Debbie is an experienced teacher in schools and in Higher Education. In particular, her interests have been in the sociology of childhood and in the health and wellbeing of children and young people. She is interested in co-productive research methods, creative and arts based research methods with children and publically engaged approaches to research. Much of her research and writing has been related to childhood identities and diversity and she has expertise in areas of childhood disability, children in the MENA region and in particular with children in care and adopted children.

Recent projects include working with the children’s charity Coram on their Post-Adoption Support Services (PASS) project where she researched adopted children’s and adopters’ perspectives on life storybooks as part of the child’s life story work. This project is linked to an AHRC REACT ‘Play Sandbox’ project that she led with a creative partner (Chloe Meineck) to develop a technologically enhanced keepsake box (called ‘trove’) for children in care to attach stories to their precious birth objects and keep their precious mementoes secure. Follow on AHRC funding has allowed this to be further co-designed with social workers, adopters, foster carers, children in care and adopted children with an integral multi-media app being part of the current memory prototype. This current work has focused on children’s narrative abilities and the use of their loved material objects in enabling them to participate in life story work in playful ways that allow some agency an control over the story of their life.

Debbie was also the academic lead on one of the ESRC funded Productive Margins projects called ‘Low-income families in Modern Urban Settings: poverty, austerity and participatory resistance’. This was a co-produced project working with two grassroots community organisations supporting families in poverty in Bristol and Cardiff. This resulted in innovative artistic outputs including a co-authored sociological fictional novel about lives on low-income and the roll out of the Universal Credit system which is available on Amazon.

Debbie is also involved in a network of activity with grassroots organisations called the Child Friendly City Network which aims to improve the situation for children in Bristol and has contributed to the development of the Children’s Charter in Bristol. Her work with civil society organisations is ongoing and includes projects with children’s centres exploring the impact of Somali parent volunteers on cultural awareness in primary schools and developing pre-school children’s sense of belonging in the city. She is also involved in the development of Bristol Play Strategy and in strategic work to address child food poverty in the city.

Research projects

Generic avatar

Dr Heather Ottaway

Dr Heather Ottaway was Head of the Children and Families Research Centre from 2020-21. She spent seven years at the University of Bristol, from 2014-21, initially as a Lecturer and then Senior Lecturer in Social Work with Children and Families.

In 2021 Heather left the University of Bristol to take up the role of Head of Evidence and Innovation at CELCIS, a leading improvement and innovation centre based at the University of Strathclyde. CELCIS works to improve children’s lives by supporting people and organisations to drive long lasting change in the services they need, and the practices used by people responsible for their care.

Heather’s national and international research primarily focuses on the support children, young people, their families and carers need in alternative care settings, including adoption, fostering and kinship care.
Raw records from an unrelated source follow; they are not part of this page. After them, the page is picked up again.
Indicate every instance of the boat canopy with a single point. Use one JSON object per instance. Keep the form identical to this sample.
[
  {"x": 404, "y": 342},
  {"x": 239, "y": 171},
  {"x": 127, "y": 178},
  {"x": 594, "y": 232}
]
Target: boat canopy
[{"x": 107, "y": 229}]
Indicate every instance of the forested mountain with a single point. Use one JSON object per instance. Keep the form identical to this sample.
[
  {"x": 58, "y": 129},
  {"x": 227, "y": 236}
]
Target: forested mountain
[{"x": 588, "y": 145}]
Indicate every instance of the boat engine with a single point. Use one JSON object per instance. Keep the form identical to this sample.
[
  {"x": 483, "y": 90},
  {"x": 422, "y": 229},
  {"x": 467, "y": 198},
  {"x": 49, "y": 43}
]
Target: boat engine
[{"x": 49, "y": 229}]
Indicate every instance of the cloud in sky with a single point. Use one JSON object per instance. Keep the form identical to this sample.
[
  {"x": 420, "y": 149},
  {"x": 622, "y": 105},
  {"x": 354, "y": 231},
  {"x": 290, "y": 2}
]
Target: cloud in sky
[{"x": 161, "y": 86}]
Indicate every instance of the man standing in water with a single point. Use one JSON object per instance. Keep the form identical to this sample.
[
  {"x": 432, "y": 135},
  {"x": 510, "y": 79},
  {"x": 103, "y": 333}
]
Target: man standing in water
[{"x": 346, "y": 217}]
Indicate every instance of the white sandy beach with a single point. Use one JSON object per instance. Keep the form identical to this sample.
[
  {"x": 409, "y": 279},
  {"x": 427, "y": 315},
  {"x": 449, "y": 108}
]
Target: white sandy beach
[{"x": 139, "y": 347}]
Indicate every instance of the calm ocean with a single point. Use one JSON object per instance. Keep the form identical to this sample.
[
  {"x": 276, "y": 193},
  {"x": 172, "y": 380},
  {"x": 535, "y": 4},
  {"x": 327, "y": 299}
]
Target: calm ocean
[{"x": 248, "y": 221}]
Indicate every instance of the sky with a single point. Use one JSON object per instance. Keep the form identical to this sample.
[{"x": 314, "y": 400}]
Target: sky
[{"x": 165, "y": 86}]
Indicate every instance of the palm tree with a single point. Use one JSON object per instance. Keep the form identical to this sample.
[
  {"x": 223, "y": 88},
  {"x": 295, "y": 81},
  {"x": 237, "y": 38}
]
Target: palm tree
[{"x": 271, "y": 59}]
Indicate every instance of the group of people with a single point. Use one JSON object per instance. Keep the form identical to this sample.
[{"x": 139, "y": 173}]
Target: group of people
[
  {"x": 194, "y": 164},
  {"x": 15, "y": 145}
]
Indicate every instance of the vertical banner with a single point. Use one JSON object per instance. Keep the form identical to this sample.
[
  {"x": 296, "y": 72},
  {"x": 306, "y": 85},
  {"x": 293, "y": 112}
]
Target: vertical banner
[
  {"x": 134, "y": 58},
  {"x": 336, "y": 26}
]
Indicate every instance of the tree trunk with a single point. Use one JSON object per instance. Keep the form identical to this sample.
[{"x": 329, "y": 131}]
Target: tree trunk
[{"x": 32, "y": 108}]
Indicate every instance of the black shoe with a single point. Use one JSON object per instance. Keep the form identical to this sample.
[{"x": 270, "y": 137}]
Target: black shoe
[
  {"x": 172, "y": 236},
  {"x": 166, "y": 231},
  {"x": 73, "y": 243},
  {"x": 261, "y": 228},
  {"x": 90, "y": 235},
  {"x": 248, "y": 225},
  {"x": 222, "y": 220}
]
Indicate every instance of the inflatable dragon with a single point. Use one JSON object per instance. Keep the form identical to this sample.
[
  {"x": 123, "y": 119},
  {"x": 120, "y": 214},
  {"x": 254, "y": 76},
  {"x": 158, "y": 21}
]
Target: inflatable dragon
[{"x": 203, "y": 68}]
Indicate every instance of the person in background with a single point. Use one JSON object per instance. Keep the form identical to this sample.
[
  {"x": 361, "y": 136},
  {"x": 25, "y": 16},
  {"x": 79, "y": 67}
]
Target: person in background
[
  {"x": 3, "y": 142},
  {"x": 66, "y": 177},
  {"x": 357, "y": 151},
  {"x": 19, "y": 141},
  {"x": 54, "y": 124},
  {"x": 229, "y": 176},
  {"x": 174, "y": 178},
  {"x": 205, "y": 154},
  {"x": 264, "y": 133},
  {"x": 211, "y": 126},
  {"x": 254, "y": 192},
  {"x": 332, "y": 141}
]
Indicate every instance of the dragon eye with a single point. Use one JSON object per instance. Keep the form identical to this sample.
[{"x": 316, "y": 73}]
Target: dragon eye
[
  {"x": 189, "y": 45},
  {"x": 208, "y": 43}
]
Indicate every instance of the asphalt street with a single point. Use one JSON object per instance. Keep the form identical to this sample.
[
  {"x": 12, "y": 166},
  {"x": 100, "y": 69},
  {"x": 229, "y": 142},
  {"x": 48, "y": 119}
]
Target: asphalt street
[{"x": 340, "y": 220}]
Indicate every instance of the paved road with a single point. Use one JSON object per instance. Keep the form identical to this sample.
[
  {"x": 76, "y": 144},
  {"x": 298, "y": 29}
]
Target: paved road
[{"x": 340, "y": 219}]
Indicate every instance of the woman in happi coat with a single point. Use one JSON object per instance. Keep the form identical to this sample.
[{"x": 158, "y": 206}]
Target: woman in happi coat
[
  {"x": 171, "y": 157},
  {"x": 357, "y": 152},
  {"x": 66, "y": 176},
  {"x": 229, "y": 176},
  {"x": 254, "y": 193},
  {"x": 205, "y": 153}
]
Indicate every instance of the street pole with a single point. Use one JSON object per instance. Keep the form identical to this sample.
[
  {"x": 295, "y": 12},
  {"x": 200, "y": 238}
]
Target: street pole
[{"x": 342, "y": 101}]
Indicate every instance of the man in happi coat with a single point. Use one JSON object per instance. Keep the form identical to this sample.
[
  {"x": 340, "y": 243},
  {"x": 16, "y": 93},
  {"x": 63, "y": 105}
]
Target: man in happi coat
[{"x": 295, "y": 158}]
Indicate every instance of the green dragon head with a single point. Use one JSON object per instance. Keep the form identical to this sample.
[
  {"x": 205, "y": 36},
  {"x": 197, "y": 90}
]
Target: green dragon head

Whilst at the University of Bristol she led two innovative studies exploring how to support the wellbeing of foster carers through understanding and addressing compassion fatigue.

Heather has also conducted work on the transformational reform of adoption services in England and Wales. She has recently led the Children’s Services Reform Research study in Scotland, which focused on improving the understanding of current structures and delivery models in children’s services, and how services can best support the needs of children, young people and their families.

Heather is a qualified social worker, and prior to leaving front-line practice worked for 11 years as a social worker within children’s services in Scotland and England, including within child protection, fostering and adoption.